The Centers for Disease Control and Prevention (CDC) says that high blood pressure is purely related to age and one out of every three adults seems affected with it. However, the doctors have not yet been able to find out the right cause of 90% of such cases. Moreover, high blood pressure has also been regarded as the prime source of mortality and morbidity, as individuals face an increased risk of acquiring a kidney disease, a heart attack or a stroke.
Klas Pettersen, the first author of this story, and a researcher at Norwegian University of Life Sciences, said, “Our results suggest that arterial stiffness represents a major therapeutic target. This is contrary to existing models, which typically explain high blood pressure in terms of defective kidney function.”

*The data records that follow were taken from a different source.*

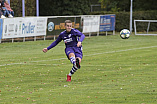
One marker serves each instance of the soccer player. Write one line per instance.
(73, 41)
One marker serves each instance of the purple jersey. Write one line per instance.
(70, 39)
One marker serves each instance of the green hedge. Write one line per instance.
(123, 19)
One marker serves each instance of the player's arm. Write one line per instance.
(82, 36)
(53, 44)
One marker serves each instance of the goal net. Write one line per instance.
(145, 27)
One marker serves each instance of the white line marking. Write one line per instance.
(84, 55)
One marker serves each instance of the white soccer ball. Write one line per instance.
(125, 34)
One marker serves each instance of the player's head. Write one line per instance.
(68, 25)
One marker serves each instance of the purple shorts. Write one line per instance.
(76, 50)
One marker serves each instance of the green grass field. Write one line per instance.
(113, 70)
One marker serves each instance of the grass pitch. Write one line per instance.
(113, 70)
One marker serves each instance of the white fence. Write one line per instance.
(21, 27)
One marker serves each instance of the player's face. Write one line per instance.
(68, 27)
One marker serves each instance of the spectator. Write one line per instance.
(7, 10)
(1, 12)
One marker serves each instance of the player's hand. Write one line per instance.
(45, 50)
(79, 44)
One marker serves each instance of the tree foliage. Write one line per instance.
(64, 7)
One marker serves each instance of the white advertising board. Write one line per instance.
(91, 23)
(24, 27)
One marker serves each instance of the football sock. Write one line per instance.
(73, 70)
(72, 60)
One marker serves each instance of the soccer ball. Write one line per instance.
(125, 34)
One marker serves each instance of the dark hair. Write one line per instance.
(67, 21)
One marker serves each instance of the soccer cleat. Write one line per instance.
(68, 78)
(78, 63)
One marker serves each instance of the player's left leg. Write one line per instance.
(75, 57)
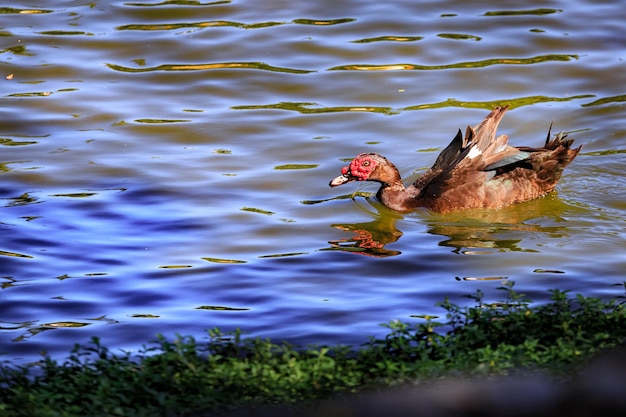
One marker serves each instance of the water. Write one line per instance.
(164, 165)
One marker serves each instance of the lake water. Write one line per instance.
(164, 165)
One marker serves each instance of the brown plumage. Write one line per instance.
(478, 170)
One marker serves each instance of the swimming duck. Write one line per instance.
(479, 170)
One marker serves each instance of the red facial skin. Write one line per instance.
(360, 168)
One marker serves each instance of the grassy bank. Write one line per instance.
(182, 377)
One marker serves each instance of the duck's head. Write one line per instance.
(365, 167)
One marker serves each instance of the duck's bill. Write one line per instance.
(340, 180)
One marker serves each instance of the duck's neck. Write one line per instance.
(393, 194)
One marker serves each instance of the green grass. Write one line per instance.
(182, 377)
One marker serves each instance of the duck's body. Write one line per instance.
(478, 170)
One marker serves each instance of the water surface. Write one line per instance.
(164, 165)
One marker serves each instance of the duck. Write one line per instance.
(478, 170)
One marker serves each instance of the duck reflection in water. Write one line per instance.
(470, 232)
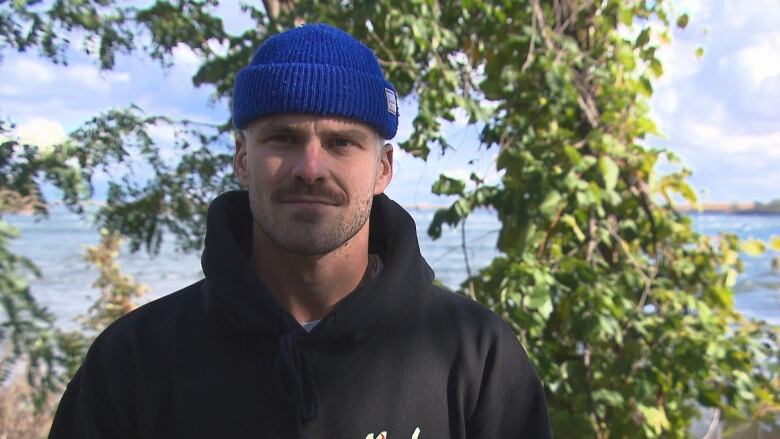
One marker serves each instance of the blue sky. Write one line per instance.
(719, 113)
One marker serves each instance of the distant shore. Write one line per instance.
(732, 208)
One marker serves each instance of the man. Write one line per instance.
(317, 317)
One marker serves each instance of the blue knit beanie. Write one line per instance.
(315, 69)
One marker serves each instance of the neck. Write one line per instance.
(309, 287)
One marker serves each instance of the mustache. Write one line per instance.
(299, 188)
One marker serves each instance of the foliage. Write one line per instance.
(625, 310)
(118, 291)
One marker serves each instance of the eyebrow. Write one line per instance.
(279, 128)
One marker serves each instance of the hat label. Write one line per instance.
(392, 103)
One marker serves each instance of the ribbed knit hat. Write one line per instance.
(315, 69)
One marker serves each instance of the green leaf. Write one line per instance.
(549, 206)
(571, 222)
(643, 38)
(682, 21)
(753, 247)
(448, 186)
(609, 171)
(655, 418)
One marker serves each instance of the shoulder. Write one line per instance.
(465, 316)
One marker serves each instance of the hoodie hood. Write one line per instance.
(238, 304)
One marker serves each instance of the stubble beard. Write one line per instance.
(313, 235)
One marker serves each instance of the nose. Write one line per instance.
(309, 163)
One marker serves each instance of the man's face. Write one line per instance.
(311, 179)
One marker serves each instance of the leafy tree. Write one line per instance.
(625, 310)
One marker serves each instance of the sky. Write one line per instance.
(719, 113)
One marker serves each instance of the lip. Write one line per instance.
(307, 200)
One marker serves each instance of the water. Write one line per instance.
(57, 245)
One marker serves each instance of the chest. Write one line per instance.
(386, 391)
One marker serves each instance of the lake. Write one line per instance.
(57, 245)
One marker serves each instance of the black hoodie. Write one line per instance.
(398, 358)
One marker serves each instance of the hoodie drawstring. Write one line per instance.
(295, 378)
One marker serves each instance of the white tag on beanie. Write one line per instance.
(392, 103)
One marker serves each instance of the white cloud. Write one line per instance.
(91, 78)
(748, 148)
(679, 61)
(759, 63)
(185, 58)
(41, 132)
(32, 70)
(756, 14)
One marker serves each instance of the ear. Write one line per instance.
(385, 169)
(239, 160)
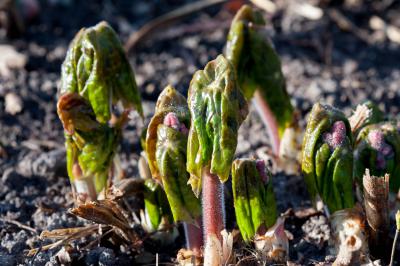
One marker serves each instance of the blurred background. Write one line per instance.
(338, 52)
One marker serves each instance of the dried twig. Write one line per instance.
(166, 20)
(376, 200)
(82, 232)
(19, 224)
(109, 213)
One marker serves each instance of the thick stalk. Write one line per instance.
(213, 216)
(396, 236)
(194, 237)
(268, 119)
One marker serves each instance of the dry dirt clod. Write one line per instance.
(13, 103)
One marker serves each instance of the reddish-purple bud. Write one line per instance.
(337, 135)
(171, 120)
(376, 139)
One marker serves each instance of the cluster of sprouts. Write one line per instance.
(189, 148)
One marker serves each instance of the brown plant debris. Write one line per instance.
(108, 212)
(376, 201)
(349, 240)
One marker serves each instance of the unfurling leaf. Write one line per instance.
(166, 144)
(253, 195)
(327, 157)
(217, 108)
(377, 147)
(90, 145)
(96, 67)
(257, 64)
(157, 213)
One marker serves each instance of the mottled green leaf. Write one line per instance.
(156, 204)
(327, 159)
(253, 197)
(96, 67)
(166, 150)
(377, 147)
(89, 143)
(257, 64)
(217, 109)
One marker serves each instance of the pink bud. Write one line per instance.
(337, 135)
(171, 120)
(376, 139)
(262, 170)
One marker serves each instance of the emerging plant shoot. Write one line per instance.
(327, 157)
(255, 210)
(95, 75)
(377, 147)
(253, 196)
(166, 145)
(259, 72)
(217, 109)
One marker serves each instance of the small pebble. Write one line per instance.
(14, 104)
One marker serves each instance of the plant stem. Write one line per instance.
(213, 211)
(268, 119)
(394, 248)
(83, 186)
(194, 237)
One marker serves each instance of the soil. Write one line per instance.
(321, 62)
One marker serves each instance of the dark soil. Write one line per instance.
(321, 62)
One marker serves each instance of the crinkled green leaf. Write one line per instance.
(365, 155)
(156, 204)
(166, 150)
(372, 116)
(327, 172)
(258, 65)
(96, 67)
(217, 108)
(253, 197)
(89, 143)
(170, 100)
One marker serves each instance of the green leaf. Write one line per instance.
(327, 169)
(254, 199)
(366, 155)
(166, 151)
(96, 67)
(156, 206)
(217, 108)
(89, 143)
(258, 65)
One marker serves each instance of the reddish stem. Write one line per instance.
(268, 119)
(213, 208)
(194, 237)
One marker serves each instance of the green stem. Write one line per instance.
(268, 119)
(393, 248)
(213, 208)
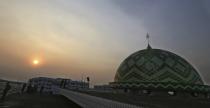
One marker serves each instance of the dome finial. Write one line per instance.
(148, 46)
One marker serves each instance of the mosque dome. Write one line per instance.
(157, 69)
(156, 65)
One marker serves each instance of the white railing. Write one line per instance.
(87, 101)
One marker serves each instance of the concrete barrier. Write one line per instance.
(87, 101)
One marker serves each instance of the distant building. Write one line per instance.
(50, 84)
(46, 83)
(102, 88)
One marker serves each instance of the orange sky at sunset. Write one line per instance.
(71, 38)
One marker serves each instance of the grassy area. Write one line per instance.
(38, 101)
(155, 101)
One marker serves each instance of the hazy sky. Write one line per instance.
(75, 38)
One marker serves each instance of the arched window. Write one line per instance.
(195, 94)
(146, 91)
(172, 93)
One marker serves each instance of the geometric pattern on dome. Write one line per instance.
(155, 65)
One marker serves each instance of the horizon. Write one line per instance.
(76, 38)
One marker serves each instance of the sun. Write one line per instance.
(35, 62)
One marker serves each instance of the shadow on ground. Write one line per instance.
(37, 101)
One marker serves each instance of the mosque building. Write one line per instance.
(158, 72)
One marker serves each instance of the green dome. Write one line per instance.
(156, 66)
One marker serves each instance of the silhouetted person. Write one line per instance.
(23, 88)
(35, 88)
(6, 89)
(29, 88)
(41, 89)
(61, 84)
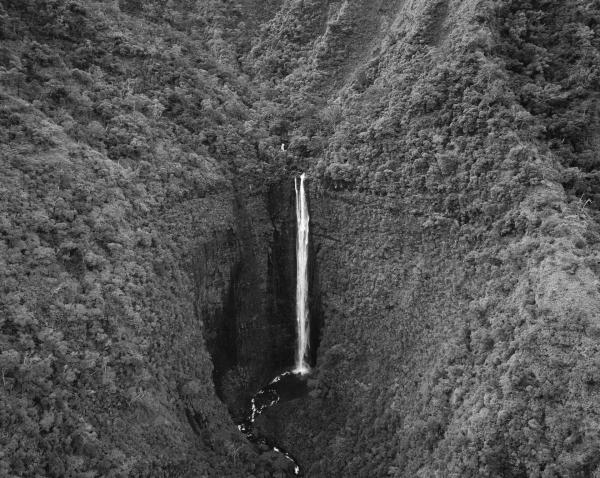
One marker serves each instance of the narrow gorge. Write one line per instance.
(319, 238)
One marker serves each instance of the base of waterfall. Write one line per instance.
(284, 387)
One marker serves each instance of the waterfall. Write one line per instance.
(302, 218)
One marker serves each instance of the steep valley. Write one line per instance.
(148, 152)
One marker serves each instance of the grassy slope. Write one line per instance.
(117, 149)
(461, 292)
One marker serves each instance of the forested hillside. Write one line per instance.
(147, 236)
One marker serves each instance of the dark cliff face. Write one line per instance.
(147, 235)
(251, 330)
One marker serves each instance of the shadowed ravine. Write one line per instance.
(289, 385)
(284, 387)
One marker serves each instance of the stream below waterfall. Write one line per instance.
(284, 387)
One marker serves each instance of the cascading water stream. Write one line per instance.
(303, 329)
(290, 384)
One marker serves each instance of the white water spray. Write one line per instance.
(302, 218)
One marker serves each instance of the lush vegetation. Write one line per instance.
(452, 150)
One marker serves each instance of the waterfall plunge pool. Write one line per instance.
(284, 387)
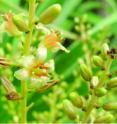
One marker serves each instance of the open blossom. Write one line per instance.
(35, 69)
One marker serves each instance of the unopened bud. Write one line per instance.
(112, 83)
(100, 91)
(26, 61)
(21, 74)
(4, 62)
(10, 26)
(105, 118)
(105, 50)
(42, 53)
(77, 100)
(85, 72)
(98, 61)
(10, 89)
(94, 81)
(50, 14)
(51, 65)
(69, 109)
(20, 23)
(110, 106)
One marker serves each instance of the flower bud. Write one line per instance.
(98, 61)
(69, 109)
(41, 53)
(51, 65)
(76, 100)
(112, 83)
(100, 91)
(10, 89)
(105, 49)
(50, 14)
(37, 83)
(94, 81)
(4, 62)
(20, 23)
(85, 72)
(105, 118)
(110, 106)
(21, 74)
(26, 61)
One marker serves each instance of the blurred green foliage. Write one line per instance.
(100, 14)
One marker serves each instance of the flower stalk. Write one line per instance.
(27, 51)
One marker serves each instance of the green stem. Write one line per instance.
(89, 108)
(27, 51)
(24, 102)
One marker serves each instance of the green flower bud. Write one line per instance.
(105, 49)
(69, 109)
(98, 61)
(76, 100)
(100, 91)
(110, 106)
(37, 83)
(94, 81)
(85, 72)
(10, 89)
(21, 74)
(20, 23)
(50, 14)
(112, 83)
(105, 118)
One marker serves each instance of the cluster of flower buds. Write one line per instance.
(82, 26)
(69, 109)
(36, 69)
(85, 72)
(10, 89)
(100, 84)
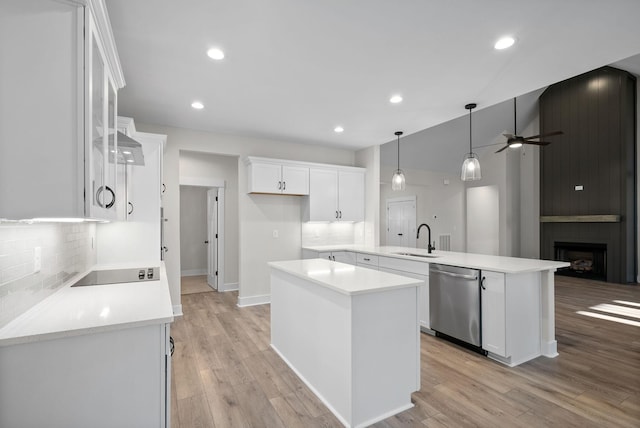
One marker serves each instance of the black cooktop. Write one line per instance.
(118, 276)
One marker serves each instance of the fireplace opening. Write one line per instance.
(587, 260)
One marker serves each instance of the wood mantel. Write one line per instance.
(603, 218)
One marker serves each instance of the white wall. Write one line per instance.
(258, 215)
(211, 168)
(193, 230)
(67, 249)
(369, 158)
(439, 205)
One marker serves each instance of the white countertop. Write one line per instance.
(72, 311)
(344, 278)
(474, 261)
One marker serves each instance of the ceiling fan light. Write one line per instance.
(398, 181)
(471, 168)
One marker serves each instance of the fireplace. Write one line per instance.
(587, 260)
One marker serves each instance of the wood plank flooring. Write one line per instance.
(226, 375)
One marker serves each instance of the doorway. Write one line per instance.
(202, 232)
(401, 221)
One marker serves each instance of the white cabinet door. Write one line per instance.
(295, 180)
(423, 294)
(323, 195)
(494, 331)
(351, 196)
(265, 178)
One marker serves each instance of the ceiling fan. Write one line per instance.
(514, 140)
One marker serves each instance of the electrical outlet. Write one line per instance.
(37, 259)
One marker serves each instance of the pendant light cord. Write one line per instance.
(398, 152)
(398, 134)
(470, 133)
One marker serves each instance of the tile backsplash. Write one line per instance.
(336, 233)
(66, 249)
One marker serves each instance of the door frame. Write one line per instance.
(408, 198)
(220, 185)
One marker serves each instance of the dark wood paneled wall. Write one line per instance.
(597, 113)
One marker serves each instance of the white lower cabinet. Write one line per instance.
(412, 269)
(493, 302)
(340, 256)
(115, 378)
(511, 319)
(367, 260)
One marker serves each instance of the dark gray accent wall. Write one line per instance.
(596, 112)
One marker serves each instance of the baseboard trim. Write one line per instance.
(193, 272)
(243, 302)
(230, 286)
(177, 310)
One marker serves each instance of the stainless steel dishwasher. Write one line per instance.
(454, 303)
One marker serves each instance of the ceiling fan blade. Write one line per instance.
(537, 143)
(548, 134)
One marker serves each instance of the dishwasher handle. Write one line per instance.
(457, 275)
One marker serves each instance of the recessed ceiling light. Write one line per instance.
(504, 43)
(215, 53)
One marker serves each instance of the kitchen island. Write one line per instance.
(350, 333)
(518, 304)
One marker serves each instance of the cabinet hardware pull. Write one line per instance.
(99, 194)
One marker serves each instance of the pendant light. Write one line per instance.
(397, 181)
(471, 165)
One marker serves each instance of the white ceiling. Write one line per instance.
(294, 69)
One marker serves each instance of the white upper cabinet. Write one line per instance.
(351, 195)
(323, 199)
(57, 111)
(277, 177)
(335, 194)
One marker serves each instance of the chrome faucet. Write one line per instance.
(429, 247)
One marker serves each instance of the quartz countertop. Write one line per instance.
(474, 261)
(344, 278)
(72, 311)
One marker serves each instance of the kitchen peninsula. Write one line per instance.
(517, 304)
(350, 333)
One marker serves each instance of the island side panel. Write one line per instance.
(386, 353)
(548, 343)
(310, 330)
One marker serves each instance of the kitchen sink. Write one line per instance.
(429, 256)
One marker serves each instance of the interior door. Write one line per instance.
(401, 222)
(212, 238)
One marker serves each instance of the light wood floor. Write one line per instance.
(194, 284)
(226, 375)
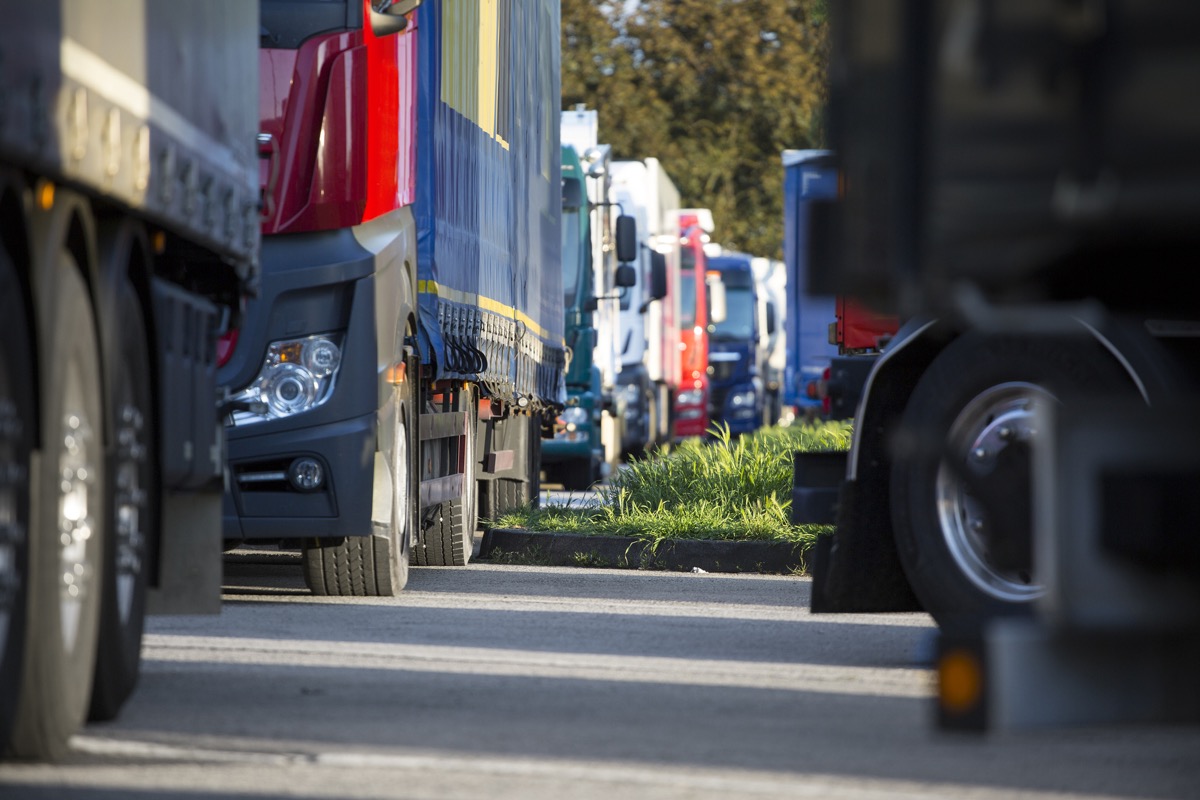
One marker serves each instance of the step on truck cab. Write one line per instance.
(649, 316)
(405, 355)
(736, 389)
(129, 240)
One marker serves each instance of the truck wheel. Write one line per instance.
(376, 565)
(450, 537)
(66, 543)
(16, 428)
(132, 515)
(961, 503)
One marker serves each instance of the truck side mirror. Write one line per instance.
(627, 276)
(717, 310)
(627, 241)
(658, 275)
(573, 196)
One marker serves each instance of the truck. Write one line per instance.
(649, 313)
(576, 455)
(581, 130)
(1021, 191)
(832, 338)
(736, 389)
(394, 377)
(129, 241)
(695, 316)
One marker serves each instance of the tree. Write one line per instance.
(714, 89)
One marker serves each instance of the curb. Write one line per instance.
(625, 552)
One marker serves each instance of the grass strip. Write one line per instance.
(724, 488)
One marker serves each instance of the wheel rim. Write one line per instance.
(12, 529)
(994, 420)
(131, 506)
(468, 476)
(78, 451)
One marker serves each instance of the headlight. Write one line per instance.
(742, 398)
(297, 376)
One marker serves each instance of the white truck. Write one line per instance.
(649, 312)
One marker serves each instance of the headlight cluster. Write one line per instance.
(297, 376)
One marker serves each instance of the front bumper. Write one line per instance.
(259, 507)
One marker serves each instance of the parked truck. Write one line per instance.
(576, 452)
(129, 240)
(649, 312)
(581, 131)
(691, 400)
(771, 281)
(736, 389)
(1021, 187)
(405, 355)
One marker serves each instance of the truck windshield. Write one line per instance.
(286, 24)
(738, 324)
(573, 253)
(687, 299)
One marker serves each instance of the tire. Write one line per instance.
(375, 565)
(133, 513)
(67, 536)
(450, 537)
(17, 402)
(963, 512)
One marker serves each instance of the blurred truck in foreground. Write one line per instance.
(649, 312)
(129, 240)
(832, 340)
(1021, 187)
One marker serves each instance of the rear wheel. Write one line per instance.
(66, 543)
(375, 565)
(16, 428)
(961, 489)
(133, 516)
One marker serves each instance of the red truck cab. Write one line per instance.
(691, 401)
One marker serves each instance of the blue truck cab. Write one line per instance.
(736, 386)
(575, 453)
(809, 176)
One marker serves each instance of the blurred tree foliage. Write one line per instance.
(714, 89)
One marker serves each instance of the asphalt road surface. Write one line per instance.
(539, 683)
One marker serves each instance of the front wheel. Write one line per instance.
(961, 479)
(450, 536)
(133, 513)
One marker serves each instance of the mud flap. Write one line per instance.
(856, 570)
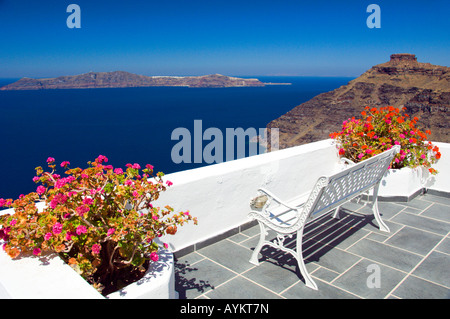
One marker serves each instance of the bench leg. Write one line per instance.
(301, 264)
(376, 212)
(262, 237)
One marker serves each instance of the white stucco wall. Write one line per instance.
(219, 195)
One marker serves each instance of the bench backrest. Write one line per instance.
(330, 192)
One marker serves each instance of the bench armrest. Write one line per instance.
(278, 200)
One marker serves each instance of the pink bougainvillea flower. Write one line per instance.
(81, 230)
(65, 163)
(88, 201)
(154, 256)
(40, 190)
(101, 159)
(128, 182)
(69, 235)
(81, 210)
(96, 249)
(57, 228)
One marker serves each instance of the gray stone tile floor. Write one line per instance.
(348, 258)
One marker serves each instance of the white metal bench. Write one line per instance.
(328, 194)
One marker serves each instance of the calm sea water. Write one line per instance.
(129, 125)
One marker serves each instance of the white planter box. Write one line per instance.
(49, 277)
(158, 282)
(404, 183)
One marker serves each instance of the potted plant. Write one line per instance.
(100, 220)
(378, 130)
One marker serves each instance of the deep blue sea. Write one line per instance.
(129, 125)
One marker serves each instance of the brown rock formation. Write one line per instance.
(423, 88)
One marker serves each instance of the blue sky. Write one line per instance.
(179, 37)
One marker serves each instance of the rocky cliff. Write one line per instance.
(423, 88)
(121, 79)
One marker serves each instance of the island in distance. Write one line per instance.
(122, 79)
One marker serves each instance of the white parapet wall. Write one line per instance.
(219, 195)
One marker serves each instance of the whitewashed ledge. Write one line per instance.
(218, 195)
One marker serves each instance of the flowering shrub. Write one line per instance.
(100, 220)
(381, 129)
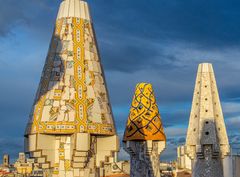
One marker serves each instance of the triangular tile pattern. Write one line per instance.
(144, 121)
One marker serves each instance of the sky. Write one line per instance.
(156, 41)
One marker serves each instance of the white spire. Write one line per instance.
(74, 8)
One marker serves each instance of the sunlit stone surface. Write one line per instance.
(207, 141)
(71, 131)
(144, 138)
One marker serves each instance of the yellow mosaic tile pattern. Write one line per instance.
(72, 96)
(144, 121)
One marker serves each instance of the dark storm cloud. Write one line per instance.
(31, 14)
(208, 23)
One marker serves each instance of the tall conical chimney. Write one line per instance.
(144, 138)
(207, 140)
(71, 124)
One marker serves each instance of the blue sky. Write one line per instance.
(157, 41)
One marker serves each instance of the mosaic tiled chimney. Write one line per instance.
(71, 130)
(144, 138)
(207, 140)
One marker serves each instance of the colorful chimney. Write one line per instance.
(207, 141)
(144, 138)
(71, 123)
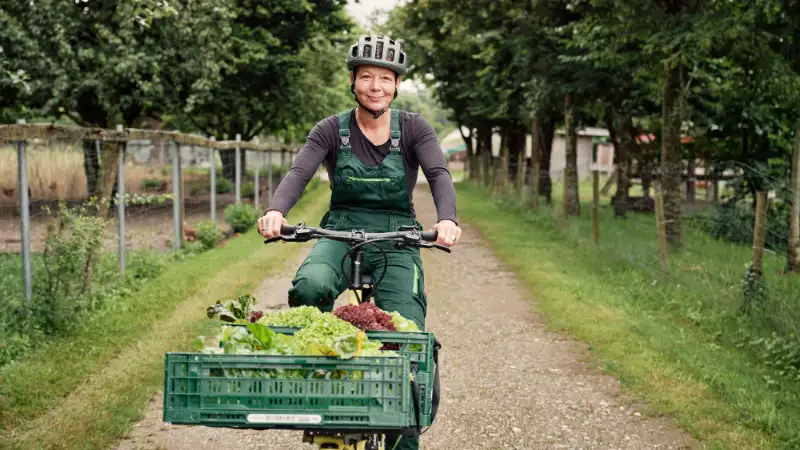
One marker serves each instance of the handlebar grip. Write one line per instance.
(430, 236)
(288, 229)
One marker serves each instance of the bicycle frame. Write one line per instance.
(359, 283)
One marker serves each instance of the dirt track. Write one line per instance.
(507, 382)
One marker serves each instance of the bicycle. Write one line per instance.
(361, 287)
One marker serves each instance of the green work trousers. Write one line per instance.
(320, 279)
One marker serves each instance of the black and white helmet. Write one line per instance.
(381, 51)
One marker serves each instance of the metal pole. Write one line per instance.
(238, 169)
(269, 176)
(176, 191)
(25, 217)
(121, 204)
(255, 179)
(213, 170)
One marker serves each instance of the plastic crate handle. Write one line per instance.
(415, 396)
(436, 388)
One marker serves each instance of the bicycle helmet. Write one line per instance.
(376, 50)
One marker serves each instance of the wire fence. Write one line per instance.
(172, 184)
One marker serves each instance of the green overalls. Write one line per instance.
(375, 199)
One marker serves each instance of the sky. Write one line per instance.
(361, 10)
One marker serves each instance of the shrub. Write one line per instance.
(150, 184)
(241, 217)
(224, 185)
(208, 233)
(734, 222)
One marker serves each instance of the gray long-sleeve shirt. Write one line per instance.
(419, 146)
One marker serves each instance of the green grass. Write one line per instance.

When blood pressure moves down the aorta from the heart, a group of cells in the aortic wall, baroreceptors, feel the pressure as the aortic wall stretches and sends signals to the nervous system.
In case the of a high blood pressure, these cells release stronger signals, which helps in lowering the blood pressure. However, as the time passes, the aorta gets harder and stiffer, and the baroreceptors also become insensitive, thus loosing the ability to transmit signals. In this case, the body no longer gets a message of lowering the blood pressure.
Stig W. Omholt, a professor at Norwegian University of Science and Technology, and a senior investigator of research project, said, “If our hypothesis is proven right, arterial stiffness and baroreceptor signaling will become hotspot targets for the treatment of high blood pressure and the development of new medicines and medical devices.”
The findings of the study were published in Arterial Stiffening Provides Sufficient Explanation for Primary Hypertension, PLOS Computational Biology.